Brooks’ son, Ron Brooks, a teacher and coach at Shadle Park High School, attended the ceremony. At times he choked back emotion as he spoke. “This would be what he would have envisioned,” he said. “It’s amazing what can be done when people have a vision. This is special. He’d be proud.”
The plan to create a living classroom proceeded in fits and starts over the decades. Twenty years ago, teacher Chris Vogel headed an effort to create an outdoor space, bulldozing the property, laying out paths and planting trees. But after Vogel left the school, the area once again became weedy and overgrown.
When he arrived at the school Friday, Vogel was pleased to see that a tree he planted there in memory of his father is still there, tall and sturdy. “I cannot tell you what this means,” he said. “This went dormant. To see it come back to life again is amazing.”
Three years ago, Danford began talking with parent Lori Swan about what to do with the overgrown, weedy patch of ground on the west side of the school property. “It was not an inviting place,” he said. “We started talking about bringing it back to life.”
Some work days were held, but the handful of volunteers who gathered struggled to make a dent. Then a nearby church sent 20 volunteers and the PTO got involved last year. Swan donated $10,000 to the effort and local companies stepped up to help. The Mead School District paid for the irrigation system.
“Now we have a path and two separate gardens, one with native plants and a butterfly garden,” Danford said.
During construction, some lost treasures were unearthed. In the 1990s, Vernon Baker, who would later be awarded the Congressional Medal of Honor, visited the school. A concrete slab with his name and handprints impressed in it was found under the weeds and debris, along with a plaque that was installed when Baker received the Medal of Honor. Both are now displayed near a picnic table.
Teachers and students can have lunch in the living classroom, and teachers can hold class there. Danford said he’s also found the space very useful for helping children having behavioral issues. He’s taken upset students out there to walk the paths and talk. Invariably the students calm down and are able to go back to class, he said.

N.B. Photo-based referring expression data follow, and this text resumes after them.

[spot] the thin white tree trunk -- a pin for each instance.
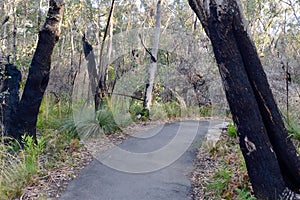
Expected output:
(153, 60)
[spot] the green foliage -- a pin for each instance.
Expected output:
(205, 111)
(19, 168)
(229, 180)
(222, 178)
(107, 122)
(172, 109)
(138, 112)
(243, 194)
(232, 130)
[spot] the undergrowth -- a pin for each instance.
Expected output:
(227, 178)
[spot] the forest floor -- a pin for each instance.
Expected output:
(55, 182)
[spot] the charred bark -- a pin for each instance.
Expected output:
(38, 77)
(263, 139)
(9, 97)
(92, 71)
(285, 150)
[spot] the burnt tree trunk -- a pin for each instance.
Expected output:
(9, 97)
(38, 77)
(92, 71)
(271, 158)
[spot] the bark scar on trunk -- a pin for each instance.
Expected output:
(250, 146)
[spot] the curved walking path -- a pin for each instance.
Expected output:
(145, 173)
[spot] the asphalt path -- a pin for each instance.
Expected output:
(153, 165)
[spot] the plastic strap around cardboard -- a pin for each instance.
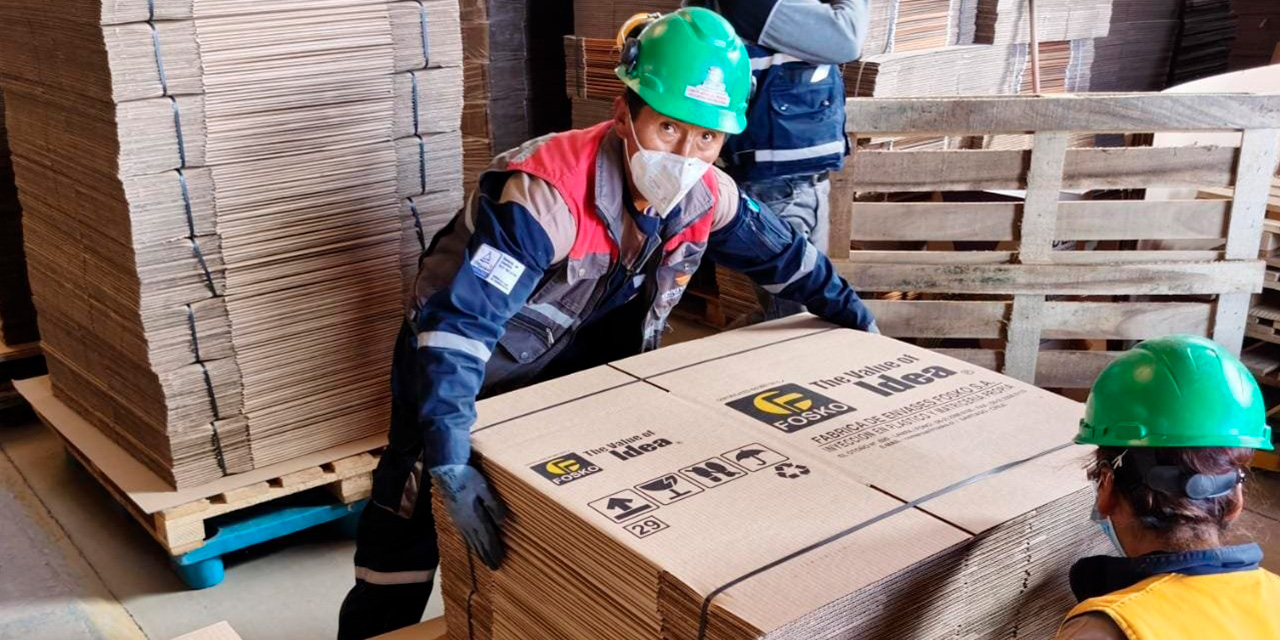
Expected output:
(421, 16)
(209, 387)
(182, 147)
(417, 227)
(417, 124)
(707, 602)
(421, 163)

The school is also working with a Whitworth University professor, who is creating activity plans that teachers can use in the space. Students can learn about plants or just sit and do creative writing. The possibilities are endless, Danford said.
“I could go on and on and just make stuff up,” he said.
There are plans in place to make sure the area is maintained. Work days are already scheduled for the fall and spring, and the PTO has pledged $500 a year for maintenance.
Swan said she was willing to donate her money for the cause because she wanted students to be able to go outside. Children these days spend so much time on computers and other electronic devices and not enough outdoors, she said.
“I can’t wait to see it grow up,” she said as she looked at the tiny plants placed among the decorative bark. “It’s really exciting. I love it.”
School Librarian Jennifer Wheeler was giving tours of the space Friday. She noted that the crushed granite paths make it wheelchair accessible and available to all students.
“Oh, it’s great,” she said. “Part of library now is not just reading, it’s doing. It’s nice to have a space that you know is going to last.”